Can other RAG hyperparameters like chunk size be learned through generator feedback?

This explores whether the trick behind learnable RAG — using the generator's success as a training signal — extends from the parameters researchers have already made adaptive (document count, ordering, retrieval timing) to ones still usually hand-set, like chunk size.

This reads the question as asking whether chunk size belongs to the growing family of RAG settings that no longer have to be fixed by hand, but can instead be tuned by feedback from whether the final answer came out right. The corpus doesn't contain a paper that learns chunk size directly — but it contains the exact machinery that would make it possible, applied to almost every neighboring knob, which is the more useful thing to know.

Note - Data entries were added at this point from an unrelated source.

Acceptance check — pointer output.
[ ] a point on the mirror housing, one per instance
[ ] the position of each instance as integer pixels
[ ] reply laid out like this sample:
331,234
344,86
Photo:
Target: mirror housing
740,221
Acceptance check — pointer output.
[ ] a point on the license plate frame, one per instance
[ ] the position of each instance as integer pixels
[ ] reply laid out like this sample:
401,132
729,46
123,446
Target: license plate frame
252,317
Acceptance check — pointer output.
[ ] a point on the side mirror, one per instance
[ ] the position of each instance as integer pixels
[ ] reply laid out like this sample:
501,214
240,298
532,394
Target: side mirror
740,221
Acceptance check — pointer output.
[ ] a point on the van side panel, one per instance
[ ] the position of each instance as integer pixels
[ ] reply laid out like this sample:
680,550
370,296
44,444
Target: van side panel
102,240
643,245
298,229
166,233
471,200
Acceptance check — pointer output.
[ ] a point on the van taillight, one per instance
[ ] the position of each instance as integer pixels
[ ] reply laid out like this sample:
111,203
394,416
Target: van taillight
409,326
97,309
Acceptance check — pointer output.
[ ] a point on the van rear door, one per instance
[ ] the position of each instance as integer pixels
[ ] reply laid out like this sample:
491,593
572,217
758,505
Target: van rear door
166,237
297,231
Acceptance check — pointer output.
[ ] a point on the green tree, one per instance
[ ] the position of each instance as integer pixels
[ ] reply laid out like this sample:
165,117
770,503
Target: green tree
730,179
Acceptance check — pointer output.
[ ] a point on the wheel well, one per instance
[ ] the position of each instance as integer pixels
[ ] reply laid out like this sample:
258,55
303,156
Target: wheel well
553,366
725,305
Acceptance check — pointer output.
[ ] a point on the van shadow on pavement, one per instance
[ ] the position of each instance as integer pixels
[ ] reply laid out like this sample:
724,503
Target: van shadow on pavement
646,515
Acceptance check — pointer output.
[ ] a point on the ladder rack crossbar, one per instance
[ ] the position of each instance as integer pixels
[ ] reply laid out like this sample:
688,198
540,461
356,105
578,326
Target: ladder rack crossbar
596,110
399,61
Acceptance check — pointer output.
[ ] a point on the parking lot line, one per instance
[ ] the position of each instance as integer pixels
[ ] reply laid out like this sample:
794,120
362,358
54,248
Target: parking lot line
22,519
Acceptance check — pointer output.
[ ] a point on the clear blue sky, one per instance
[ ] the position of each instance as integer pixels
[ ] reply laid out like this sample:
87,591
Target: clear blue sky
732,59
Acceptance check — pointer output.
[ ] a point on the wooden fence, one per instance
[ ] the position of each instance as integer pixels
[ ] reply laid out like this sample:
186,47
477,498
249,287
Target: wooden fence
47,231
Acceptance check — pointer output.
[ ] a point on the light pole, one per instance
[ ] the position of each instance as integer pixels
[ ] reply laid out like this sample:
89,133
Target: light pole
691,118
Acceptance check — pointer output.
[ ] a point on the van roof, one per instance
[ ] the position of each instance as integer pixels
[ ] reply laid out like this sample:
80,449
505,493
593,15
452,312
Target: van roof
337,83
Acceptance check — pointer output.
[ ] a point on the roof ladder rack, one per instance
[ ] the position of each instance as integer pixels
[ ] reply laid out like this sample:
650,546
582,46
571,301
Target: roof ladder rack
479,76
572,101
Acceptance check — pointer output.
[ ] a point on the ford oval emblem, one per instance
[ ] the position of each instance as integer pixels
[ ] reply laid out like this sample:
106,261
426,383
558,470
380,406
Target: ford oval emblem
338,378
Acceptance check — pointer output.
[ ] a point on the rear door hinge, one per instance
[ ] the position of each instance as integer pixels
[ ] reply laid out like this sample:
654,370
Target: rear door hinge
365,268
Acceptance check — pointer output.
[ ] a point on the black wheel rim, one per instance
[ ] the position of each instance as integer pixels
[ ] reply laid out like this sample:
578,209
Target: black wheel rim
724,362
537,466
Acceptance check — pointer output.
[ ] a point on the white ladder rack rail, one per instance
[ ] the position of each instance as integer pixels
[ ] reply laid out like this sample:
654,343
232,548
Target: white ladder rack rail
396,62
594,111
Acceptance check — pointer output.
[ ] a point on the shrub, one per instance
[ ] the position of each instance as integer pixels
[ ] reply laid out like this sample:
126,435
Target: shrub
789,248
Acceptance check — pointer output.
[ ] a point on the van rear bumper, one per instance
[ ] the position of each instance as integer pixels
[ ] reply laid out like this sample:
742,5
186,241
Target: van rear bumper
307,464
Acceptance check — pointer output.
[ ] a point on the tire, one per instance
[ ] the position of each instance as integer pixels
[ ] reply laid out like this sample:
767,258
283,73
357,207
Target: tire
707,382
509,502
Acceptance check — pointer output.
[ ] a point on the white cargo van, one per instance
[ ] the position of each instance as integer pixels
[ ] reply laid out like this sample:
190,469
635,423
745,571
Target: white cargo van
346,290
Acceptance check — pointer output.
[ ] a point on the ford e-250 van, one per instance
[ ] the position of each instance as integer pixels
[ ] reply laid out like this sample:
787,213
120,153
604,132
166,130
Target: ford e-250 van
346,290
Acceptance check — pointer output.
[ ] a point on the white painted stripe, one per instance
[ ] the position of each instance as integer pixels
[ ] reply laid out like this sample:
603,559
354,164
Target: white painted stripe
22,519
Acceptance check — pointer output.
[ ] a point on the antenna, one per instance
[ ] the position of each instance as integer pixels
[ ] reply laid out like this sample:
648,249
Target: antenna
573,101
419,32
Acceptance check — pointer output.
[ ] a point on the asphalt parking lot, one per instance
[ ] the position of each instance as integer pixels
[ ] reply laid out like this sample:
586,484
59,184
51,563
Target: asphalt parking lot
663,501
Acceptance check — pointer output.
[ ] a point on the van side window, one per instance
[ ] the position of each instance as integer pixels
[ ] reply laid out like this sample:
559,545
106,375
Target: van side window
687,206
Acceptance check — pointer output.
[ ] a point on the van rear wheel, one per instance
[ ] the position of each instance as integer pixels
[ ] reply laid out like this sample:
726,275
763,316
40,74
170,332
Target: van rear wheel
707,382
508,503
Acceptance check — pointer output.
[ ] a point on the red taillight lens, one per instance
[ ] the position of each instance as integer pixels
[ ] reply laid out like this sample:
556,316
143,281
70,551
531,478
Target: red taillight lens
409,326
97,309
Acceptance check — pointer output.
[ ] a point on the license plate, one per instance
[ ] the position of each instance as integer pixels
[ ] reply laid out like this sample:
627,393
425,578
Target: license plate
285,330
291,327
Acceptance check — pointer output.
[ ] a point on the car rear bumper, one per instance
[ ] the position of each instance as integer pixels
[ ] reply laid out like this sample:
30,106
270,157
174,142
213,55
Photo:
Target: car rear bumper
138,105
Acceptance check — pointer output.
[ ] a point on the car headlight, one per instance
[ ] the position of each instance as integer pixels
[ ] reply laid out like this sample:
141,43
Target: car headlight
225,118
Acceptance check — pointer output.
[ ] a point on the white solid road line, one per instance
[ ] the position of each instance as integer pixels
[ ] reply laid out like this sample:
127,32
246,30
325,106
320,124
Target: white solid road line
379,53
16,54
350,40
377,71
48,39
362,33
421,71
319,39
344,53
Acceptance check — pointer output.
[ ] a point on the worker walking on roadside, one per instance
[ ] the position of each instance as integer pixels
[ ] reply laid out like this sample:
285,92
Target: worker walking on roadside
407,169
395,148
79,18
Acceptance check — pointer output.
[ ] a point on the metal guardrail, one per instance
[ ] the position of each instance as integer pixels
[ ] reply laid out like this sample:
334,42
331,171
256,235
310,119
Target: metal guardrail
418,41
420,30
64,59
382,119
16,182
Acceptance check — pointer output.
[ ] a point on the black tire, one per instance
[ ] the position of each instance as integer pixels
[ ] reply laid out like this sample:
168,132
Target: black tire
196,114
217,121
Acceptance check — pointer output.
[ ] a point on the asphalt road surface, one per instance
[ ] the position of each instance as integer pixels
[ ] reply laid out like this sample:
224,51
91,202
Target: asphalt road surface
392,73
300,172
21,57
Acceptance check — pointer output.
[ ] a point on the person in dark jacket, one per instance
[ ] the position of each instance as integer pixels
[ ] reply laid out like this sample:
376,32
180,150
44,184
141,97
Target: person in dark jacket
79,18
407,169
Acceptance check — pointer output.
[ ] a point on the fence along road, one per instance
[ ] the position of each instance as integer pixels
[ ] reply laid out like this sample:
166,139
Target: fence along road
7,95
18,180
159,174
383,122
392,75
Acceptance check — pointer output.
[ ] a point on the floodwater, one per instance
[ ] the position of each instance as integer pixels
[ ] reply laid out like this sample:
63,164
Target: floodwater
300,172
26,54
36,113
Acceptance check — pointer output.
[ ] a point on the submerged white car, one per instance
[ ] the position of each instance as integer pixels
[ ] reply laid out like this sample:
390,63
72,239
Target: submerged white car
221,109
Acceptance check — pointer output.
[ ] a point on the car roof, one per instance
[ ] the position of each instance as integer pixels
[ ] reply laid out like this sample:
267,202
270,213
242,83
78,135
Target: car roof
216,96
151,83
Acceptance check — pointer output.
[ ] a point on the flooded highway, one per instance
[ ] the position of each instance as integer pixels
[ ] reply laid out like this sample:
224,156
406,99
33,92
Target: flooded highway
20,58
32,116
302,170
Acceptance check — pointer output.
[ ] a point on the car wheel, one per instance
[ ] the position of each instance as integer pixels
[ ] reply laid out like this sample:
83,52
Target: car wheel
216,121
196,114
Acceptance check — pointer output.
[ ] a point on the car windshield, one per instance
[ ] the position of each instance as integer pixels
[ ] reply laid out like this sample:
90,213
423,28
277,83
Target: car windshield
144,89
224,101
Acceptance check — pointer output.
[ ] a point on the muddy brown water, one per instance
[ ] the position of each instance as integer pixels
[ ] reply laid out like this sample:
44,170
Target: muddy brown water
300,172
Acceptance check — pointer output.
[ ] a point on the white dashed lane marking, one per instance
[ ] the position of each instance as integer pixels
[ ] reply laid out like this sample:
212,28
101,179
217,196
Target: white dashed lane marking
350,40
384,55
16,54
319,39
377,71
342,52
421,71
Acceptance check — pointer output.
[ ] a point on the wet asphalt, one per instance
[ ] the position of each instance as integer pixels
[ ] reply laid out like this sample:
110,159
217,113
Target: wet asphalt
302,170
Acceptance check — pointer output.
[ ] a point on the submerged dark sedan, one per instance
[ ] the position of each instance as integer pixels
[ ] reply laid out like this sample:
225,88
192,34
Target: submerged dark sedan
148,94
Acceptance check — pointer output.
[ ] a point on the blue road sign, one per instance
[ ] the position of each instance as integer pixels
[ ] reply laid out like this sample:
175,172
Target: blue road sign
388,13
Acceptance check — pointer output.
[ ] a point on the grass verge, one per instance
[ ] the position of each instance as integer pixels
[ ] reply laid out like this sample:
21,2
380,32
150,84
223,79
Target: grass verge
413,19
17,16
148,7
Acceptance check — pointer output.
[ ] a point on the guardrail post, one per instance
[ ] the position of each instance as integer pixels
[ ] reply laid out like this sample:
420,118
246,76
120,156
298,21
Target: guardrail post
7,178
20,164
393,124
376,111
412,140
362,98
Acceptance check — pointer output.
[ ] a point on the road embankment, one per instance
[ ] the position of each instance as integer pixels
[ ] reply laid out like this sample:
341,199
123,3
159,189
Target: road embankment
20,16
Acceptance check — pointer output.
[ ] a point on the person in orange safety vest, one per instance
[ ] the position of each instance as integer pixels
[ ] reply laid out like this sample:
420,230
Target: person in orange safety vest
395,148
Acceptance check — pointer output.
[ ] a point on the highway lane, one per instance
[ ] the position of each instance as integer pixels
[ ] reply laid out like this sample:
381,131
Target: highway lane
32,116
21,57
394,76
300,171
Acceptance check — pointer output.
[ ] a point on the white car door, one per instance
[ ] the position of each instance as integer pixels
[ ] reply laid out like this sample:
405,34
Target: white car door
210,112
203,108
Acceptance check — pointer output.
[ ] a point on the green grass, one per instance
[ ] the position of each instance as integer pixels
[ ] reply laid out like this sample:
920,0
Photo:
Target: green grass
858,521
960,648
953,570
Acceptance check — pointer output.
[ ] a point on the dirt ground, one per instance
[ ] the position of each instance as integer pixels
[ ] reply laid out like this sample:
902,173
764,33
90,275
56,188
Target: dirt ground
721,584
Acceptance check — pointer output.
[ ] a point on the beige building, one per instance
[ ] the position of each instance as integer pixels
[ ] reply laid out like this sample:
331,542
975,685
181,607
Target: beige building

The clearest precedent is DynamicRAG, which throws out the fixed top-k assumption entirely and trains a reranker as a reinforcement-learning agent whose reward is the quality of the generator's output — letting it learn both how many documents and in what order to pass along, per query Can document count be learned instead of fixed in RAG?. That's the template: take a setting normally frozen at config time, wire the generator's success back as a reward, and let the system calibrate it to query complexity. Chunk size is structurally the same kind of knob, so there's no in-principle reason the same loop couldn't tune it.

The deeper version of this idea is CLaRa, which doesn't just adjust a discrete count but propagates the generator's loss back through continuous document representations, so retrieval learns to favor documents that *actually help answer the question* rather than ones that merely look similar Can retrieval learn what actually helps answer questions?. This matters for chunking specifically: chunk size is really a proxy for "how much context is the useful unit?" — and CLaRa's whole point is that usefulness and surface relevance diverge. A system optimizing chunk boundaries on generator feedback would be closing that same gap from a different angle. StructRAG pushes the idea even further out, learning to pick the *form* of knowledge — table, graph, chunk, catalogue — based on query demands via a trained router Can routing queries to task-matched structures improve RAG reasoning?. Once you can learn the structure type, learning the granularity within "chunk" is a smaller step.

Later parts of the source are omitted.